Ai Giochi Olimpici di Rio de Janeiro saranno oltre 10mila gli atleti che si sfideranno per la vittoria.

Si tratta delle prime Olimpiadi che si tengono nell’America meridionale, ma sono i XXXI Giochi olimpici dell’epoca moderna.

Dalla prima edizione, che per iniziativa del barone francese Pierre de Coubertin si svolse ad Atene nel 1896 (un enorme successo, anche se il livello tecnico dei 241 atleti, tutti dilettanti, provenienti da 14 nazioni, era basso), molto è cambiato: i risultati sportivi di oggi erano impensabili un secolo fa.

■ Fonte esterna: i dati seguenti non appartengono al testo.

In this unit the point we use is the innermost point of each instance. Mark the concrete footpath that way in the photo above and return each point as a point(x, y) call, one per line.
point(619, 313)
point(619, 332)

Ma ogni atleta sogna ancora di compiere un’impresa sportiva degna di entrare nel cuore della gente e di restarvi impressa come un’icona immortale, oltre che restare scritta negli annali dei Giochi.

Come hanno fatto gli eroi dello sport, le donne e gli uomini che hanno fatto storia alle Olimpiadi: dall’eroico finlandese Paavo Nurmi all’americano Fosbury, che reinventò la tecnica del salto in alto; dal nero Owens che sfidò Hitler al nostro grande Pietro Mennea.

Ecco i campioni olimpici le cui imprese sportive resteranno per sempre impresse nella memoria del mondo.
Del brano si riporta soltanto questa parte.